From the human side, the Exodus is a testimonial to the Jewish People's trust that God would indeed take care of them. Between Egypt and the Promised Land was nothing but a vast desert, without sufficient water or food to sustain a multitude. Exiting from slavery in Egypt was like escaping Alcatraz by jumping into the shark-infested ocean. As God would say to Israel centuries later through His prophet: "I remember the love of your youth, how you followed me into the wilderness, into an unsown land." Thus, on Passover, we recall not only how God intervened to save us, but how we trusted that the mega-miracles of the Exodus would be followed by God's protracted daily sustenance.

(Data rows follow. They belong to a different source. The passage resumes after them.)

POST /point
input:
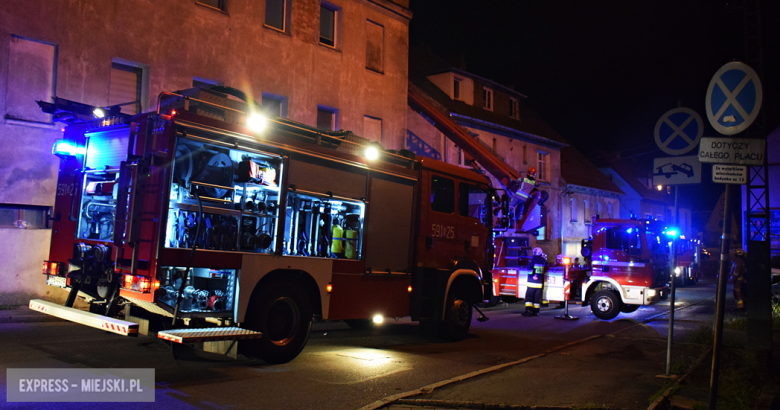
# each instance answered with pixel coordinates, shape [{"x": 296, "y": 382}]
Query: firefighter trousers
[
  {"x": 533, "y": 297},
  {"x": 739, "y": 292}
]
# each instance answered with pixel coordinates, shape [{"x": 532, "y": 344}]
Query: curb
[{"x": 447, "y": 404}]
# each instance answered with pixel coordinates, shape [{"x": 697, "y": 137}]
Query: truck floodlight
[
  {"x": 256, "y": 122},
  {"x": 372, "y": 153},
  {"x": 63, "y": 148}
]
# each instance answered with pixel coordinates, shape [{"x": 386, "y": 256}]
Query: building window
[
  {"x": 541, "y": 166},
  {"x": 275, "y": 105},
  {"x": 328, "y": 16},
  {"x": 487, "y": 98},
  {"x": 442, "y": 194},
  {"x": 204, "y": 82},
  {"x": 126, "y": 86},
  {"x": 375, "y": 47},
  {"x": 514, "y": 108},
  {"x": 275, "y": 14},
  {"x": 585, "y": 216},
  {"x": 372, "y": 128},
  {"x": 31, "y": 76},
  {"x": 573, "y": 209},
  {"x": 327, "y": 118},
  {"x": 220, "y": 5}
]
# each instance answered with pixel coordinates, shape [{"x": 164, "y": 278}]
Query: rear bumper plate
[
  {"x": 106, "y": 323},
  {"x": 208, "y": 334}
]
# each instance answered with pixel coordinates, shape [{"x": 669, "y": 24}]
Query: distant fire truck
[
  {"x": 193, "y": 214},
  {"x": 626, "y": 264}
]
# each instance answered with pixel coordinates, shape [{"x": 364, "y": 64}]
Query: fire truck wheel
[
  {"x": 605, "y": 304},
  {"x": 282, "y": 313},
  {"x": 359, "y": 323},
  {"x": 629, "y": 308},
  {"x": 457, "y": 317}
]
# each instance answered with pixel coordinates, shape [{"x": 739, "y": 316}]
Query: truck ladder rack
[
  {"x": 208, "y": 334},
  {"x": 106, "y": 323}
]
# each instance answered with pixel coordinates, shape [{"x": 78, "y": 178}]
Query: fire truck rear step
[
  {"x": 109, "y": 324},
  {"x": 208, "y": 334}
]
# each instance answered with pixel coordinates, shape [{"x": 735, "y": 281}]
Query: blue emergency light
[{"x": 63, "y": 149}]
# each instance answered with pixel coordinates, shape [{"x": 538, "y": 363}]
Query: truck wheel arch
[
  {"x": 467, "y": 279},
  {"x": 594, "y": 285},
  {"x": 301, "y": 279}
]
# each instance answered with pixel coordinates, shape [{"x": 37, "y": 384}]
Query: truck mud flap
[{"x": 106, "y": 323}]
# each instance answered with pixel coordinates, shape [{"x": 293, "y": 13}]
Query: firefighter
[
  {"x": 534, "y": 283},
  {"x": 738, "y": 273}
]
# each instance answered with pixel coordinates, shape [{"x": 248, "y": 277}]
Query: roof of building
[
  {"x": 577, "y": 170},
  {"x": 529, "y": 126},
  {"x": 629, "y": 170}
]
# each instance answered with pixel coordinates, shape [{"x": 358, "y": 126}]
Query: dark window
[
  {"x": 326, "y": 119},
  {"x": 125, "y": 87},
  {"x": 273, "y": 105},
  {"x": 327, "y": 25},
  {"x": 274, "y": 13},
  {"x": 217, "y": 4},
  {"x": 442, "y": 194},
  {"x": 472, "y": 201},
  {"x": 31, "y": 76},
  {"x": 375, "y": 39},
  {"x": 624, "y": 239},
  {"x": 23, "y": 216}
]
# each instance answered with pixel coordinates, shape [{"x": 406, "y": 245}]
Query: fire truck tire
[
  {"x": 283, "y": 314},
  {"x": 629, "y": 308},
  {"x": 359, "y": 323},
  {"x": 457, "y": 317},
  {"x": 605, "y": 304}
]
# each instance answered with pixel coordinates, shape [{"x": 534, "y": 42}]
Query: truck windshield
[{"x": 624, "y": 239}]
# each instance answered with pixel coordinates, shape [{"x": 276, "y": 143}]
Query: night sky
[{"x": 601, "y": 72}]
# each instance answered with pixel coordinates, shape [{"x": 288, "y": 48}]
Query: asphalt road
[{"x": 340, "y": 368}]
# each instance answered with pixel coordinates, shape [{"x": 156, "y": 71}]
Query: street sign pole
[
  {"x": 720, "y": 304},
  {"x": 670, "y": 333}
]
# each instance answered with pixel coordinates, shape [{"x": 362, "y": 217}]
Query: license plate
[{"x": 57, "y": 281}]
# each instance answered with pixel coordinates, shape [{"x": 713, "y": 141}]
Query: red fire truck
[
  {"x": 627, "y": 267},
  {"x": 195, "y": 215}
]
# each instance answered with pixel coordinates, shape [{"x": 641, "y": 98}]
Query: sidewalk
[{"x": 618, "y": 371}]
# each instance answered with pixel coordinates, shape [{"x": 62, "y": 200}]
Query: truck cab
[{"x": 628, "y": 266}]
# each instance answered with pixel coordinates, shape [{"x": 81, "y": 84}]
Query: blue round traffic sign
[
  {"x": 733, "y": 98},
  {"x": 678, "y": 131}
]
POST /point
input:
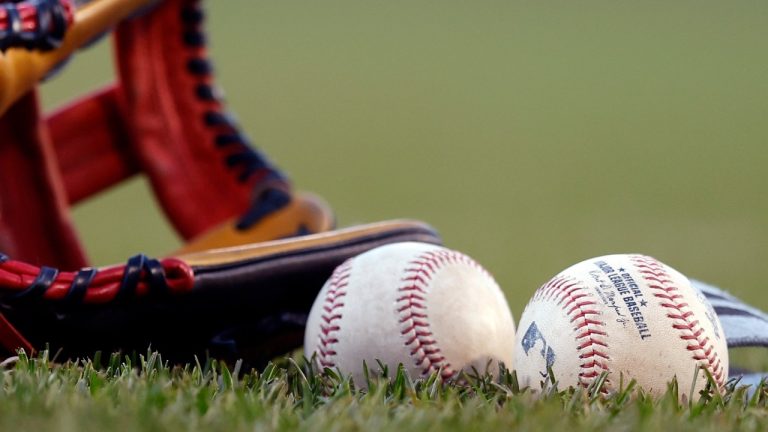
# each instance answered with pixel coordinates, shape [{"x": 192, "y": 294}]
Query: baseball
[
  {"x": 628, "y": 315},
  {"x": 425, "y": 306}
]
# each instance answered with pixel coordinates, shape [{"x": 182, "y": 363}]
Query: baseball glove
[{"x": 248, "y": 302}]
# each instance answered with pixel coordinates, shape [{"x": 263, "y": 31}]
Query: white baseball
[
  {"x": 626, "y": 315},
  {"x": 421, "y": 305}
]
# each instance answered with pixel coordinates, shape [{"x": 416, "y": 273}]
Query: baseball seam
[
  {"x": 691, "y": 332},
  {"x": 331, "y": 315},
  {"x": 569, "y": 294},
  {"x": 411, "y": 305}
]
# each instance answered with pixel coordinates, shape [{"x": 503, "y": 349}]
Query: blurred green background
[{"x": 532, "y": 135}]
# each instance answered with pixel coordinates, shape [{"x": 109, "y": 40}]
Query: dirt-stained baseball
[
  {"x": 425, "y": 306},
  {"x": 627, "y": 315}
]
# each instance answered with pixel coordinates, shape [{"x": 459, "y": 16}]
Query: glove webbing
[{"x": 140, "y": 276}]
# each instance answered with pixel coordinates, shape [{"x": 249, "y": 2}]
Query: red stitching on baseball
[
  {"x": 413, "y": 310},
  {"x": 575, "y": 300},
  {"x": 331, "y": 317},
  {"x": 690, "y": 331}
]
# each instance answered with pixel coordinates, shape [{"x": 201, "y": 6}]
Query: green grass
[
  {"x": 147, "y": 394},
  {"x": 533, "y": 135}
]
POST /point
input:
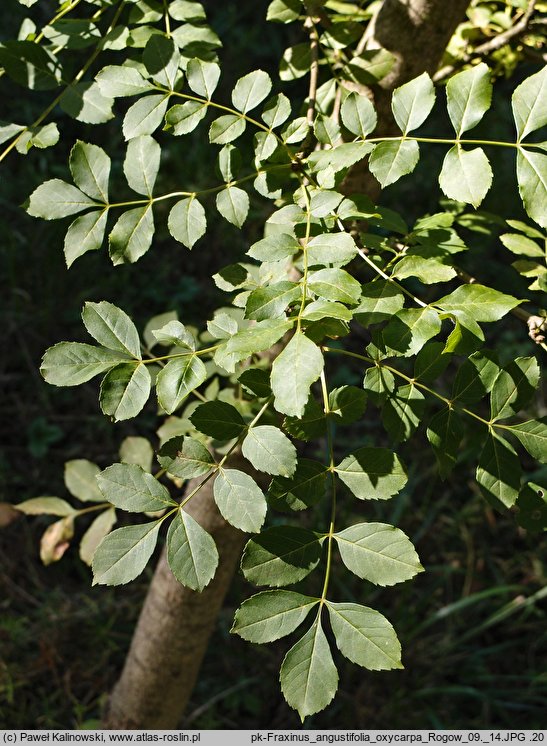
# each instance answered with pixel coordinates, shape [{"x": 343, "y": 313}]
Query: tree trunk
[
  {"x": 173, "y": 630},
  {"x": 416, "y": 32},
  {"x": 175, "y": 623}
]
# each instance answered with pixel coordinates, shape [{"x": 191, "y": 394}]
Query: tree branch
[{"x": 491, "y": 45}]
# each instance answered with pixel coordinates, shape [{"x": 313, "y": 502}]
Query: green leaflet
[
  {"x": 129, "y": 487},
  {"x": 86, "y": 233},
  {"x": 141, "y": 164},
  {"x": 358, "y": 114},
  {"x": 183, "y": 118},
  {"x": 30, "y": 65},
  {"x": 219, "y": 420},
  {"x": 480, "y": 302},
  {"x": 293, "y": 372},
  {"x": 533, "y": 436},
  {"x": 372, "y": 473},
  {"x": 514, "y": 387},
  {"x": 179, "y": 377},
  {"x": 226, "y": 129},
  {"x": 203, "y": 77},
  {"x": 250, "y": 90},
  {"x": 45, "y": 506},
  {"x": 391, "y": 160},
  {"x": 311, "y": 424},
  {"x": 430, "y": 362},
  {"x": 304, "y": 488},
  {"x": 468, "y": 94},
  {"x": 428, "y": 269},
  {"x": 410, "y": 329},
  {"x": 380, "y": 301},
  {"x": 529, "y": 104},
  {"x": 132, "y": 235},
  {"x": 532, "y": 507},
  {"x": 187, "y": 222},
  {"x": 56, "y": 199},
  {"x": 522, "y": 245},
  {"x": 378, "y": 552},
  {"x": 161, "y": 59},
  {"x": 185, "y": 458},
  {"x": 123, "y": 554},
  {"x": 275, "y": 247},
  {"x": 412, "y": 102},
  {"x": 257, "y": 381},
  {"x": 233, "y": 204},
  {"x": 96, "y": 532},
  {"x": 240, "y": 500},
  {"x": 117, "y": 81},
  {"x": 466, "y": 175},
  {"x": 137, "y": 450},
  {"x": 402, "y": 412},
  {"x": 281, "y": 555},
  {"x": 175, "y": 333},
  {"x": 72, "y": 363},
  {"x": 336, "y": 285},
  {"x": 259, "y": 337},
  {"x": 90, "y": 169},
  {"x": 379, "y": 383},
  {"x": 272, "y": 300},
  {"x": 321, "y": 309},
  {"x": 112, "y": 328},
  {"x": 32, "y": 137},
  {"x": 277, "y": 110},
  {"x": 191, "y": 552},
  {"x": 308, "y": 676},
  {"x": 475, "y": 378},
  {"x": 86, "y": 102},
  {"x": 284, "y": 11},
  {"x": 145, "y": 115},
  {"x": 296, "y": 62},
  {"x": 80, "y": 480},
  {"x": 125, "y": 390},
  {"x": 331, "y": 248},
  {"x": 222, "y": 326},
  {"x": 445, "y": 432},
  {"x": 365, "y": 636},
  {"x": 532, "y": 181},
  {"x": 269, "y": 450},
  {"x": 187, "y": 10},
  {"x": 499, "y": 472},
  {"x": 347, "y": 404},
  {"x": 269, "y": 615}
]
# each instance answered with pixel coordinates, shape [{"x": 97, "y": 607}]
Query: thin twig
[
  {"x": 314, "y": 69},
  {"x": 489, "y": 46}
]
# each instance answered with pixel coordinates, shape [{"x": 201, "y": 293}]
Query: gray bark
[
  {"x": 416, "y": 32},
  {"x": 175, "y": 623}
]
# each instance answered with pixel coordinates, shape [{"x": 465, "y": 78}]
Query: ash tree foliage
[{"x": 335, "y": 275}]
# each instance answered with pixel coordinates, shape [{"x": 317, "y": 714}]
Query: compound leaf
[
  {"x": 365, "y": 636},
  {"x": 372, "y": 473},
  {"x": 378, "y": 552},
  {"x": 269, "y": 450},
  {"x": 240, "y": 500},
  {"x": 191, "y": 552},
  {"x": 293, "y": 372},
  {"x": 129, "y": 487},
  {"x": 112, "y": 328},
  {"x": 308, "y": 676},
  {"x": 123, "y": 554},
  {"x": 269, "y": 615},
  {"x": 179, "y": 377}
]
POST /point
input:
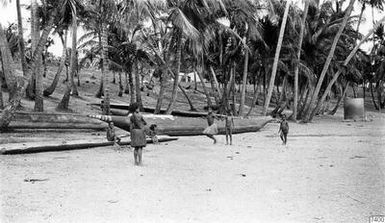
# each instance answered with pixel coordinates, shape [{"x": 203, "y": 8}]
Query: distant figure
[
  {"x": 283, "y": 129},
  {"x": 229, "y": 125},
  {"x": 212, "y": 129},
  {"x": 138, "y": 136},
  {"x": 111, "y": 136},
  {"x": 153, "y": 133}
]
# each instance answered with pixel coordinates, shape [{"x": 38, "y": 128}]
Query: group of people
[
  {"x": 212, "y": 128},
  {"x": 138, "y": 130}
]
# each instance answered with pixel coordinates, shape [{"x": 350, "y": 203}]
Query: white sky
[{"x": 8, "y": 15}]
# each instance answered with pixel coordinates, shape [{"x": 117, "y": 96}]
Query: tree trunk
[
  {"x": 99, "y": 94},
  {"x": 22, "y": 81},
  {"x": 163, "y": 81},
  {"x": 73, "y": 62},
  {"x": 244, "y": 83},
  {"x": 303, "y": 26},
  {"x": 137, "y": 84},
  {"x": 379, "y": 98},
  {"x": 1, "y": 92},
  {"x": 333, "y": 112},
  {"x": 276, "y": 58},
  {"x": 215, "y": 85},
  {"x": 120, "y": 94},
  {"x": 209, "y": 104},
  {"x": 174, "y": 94},
  {"x": 131, "y": 85},
  {"x": 255, "y": 99},
  {"x": 311, "y": 106},
  {"x": 21, "y": 38},
  {"x": 8, "y": 64},
  {"x": 106, "y": 100},
  {"x": 346, "y": 62},
  {"x": 30, "y": 93}
]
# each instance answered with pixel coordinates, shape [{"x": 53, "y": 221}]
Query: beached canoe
[
  {"x": 122, "y": 110},
  {"x": 185, "y": 126},
  {"x": 43, "y": 120}
]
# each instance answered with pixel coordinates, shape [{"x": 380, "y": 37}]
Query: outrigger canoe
[
  {"x": 185, "y": 126},
  {"x": 122, "y": 110},
  {"x": 167, "y": 124}
]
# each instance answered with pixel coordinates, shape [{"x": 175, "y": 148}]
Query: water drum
[{"x": 354, "y": 108}]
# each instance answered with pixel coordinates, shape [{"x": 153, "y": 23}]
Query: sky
[{"x": 8, "y": 15}]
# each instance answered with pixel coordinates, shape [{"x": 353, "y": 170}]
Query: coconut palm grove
[{"x": 252, "y": 65}]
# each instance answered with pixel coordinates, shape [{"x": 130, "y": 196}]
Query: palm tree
[
  {"x": 346, "y": 62},
  {"x": 21, "y": 38},
  {"x": 311, "y": 104},
  {"x": 303, "y": 25},
  {"x": 48, "y": 91},
  {"x": 275, "y": 64},
  {"x": 71, "y": 10},
  {"x": 9, "y": 110},
  {"x": 7, "y": 61}
]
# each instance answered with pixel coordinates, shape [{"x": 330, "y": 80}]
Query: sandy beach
[{"x": 330, "y": 171}]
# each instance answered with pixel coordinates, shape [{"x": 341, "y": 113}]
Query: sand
[{"x": 330, "y": 171}]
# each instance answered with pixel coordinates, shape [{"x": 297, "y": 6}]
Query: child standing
[
  {"x": 229, "y": 125},
  {"x": 111, "y": 135},
  {"x": 212, "y": 129},
  {"x": 283, "y": 129},
  {"x": 138, "y": 136}
]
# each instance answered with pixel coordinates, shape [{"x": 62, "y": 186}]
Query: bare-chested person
[
  {"x": 283, "y": 129},
  {"x": 212, "y": 129}
]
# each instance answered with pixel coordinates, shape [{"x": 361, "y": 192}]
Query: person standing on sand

Passover is indeed the holiday of faith in God. The matzah represents both "the bread of affliction" and "the bread of freedom." The Seder is full of symbols of both suffering and redemption. The message we must imbibe is that suffering and redemption are inextricably linked, that God gives us suffering in order to make us spiritually fit to receive redemption. On Seder night, we rise to a level of faith where each one of us affirms: "You know our suffering, You can act to redeem us, and I trust that because You love us, You will do what is for our ultimate good."

As David Rosmarin declares: "With the financial markets in crisis and with growing security concerns around the world, stress and worry have gone through the roof -- particularly in the Jewish community. Increasing belief in God may help to decrease a lot of distress."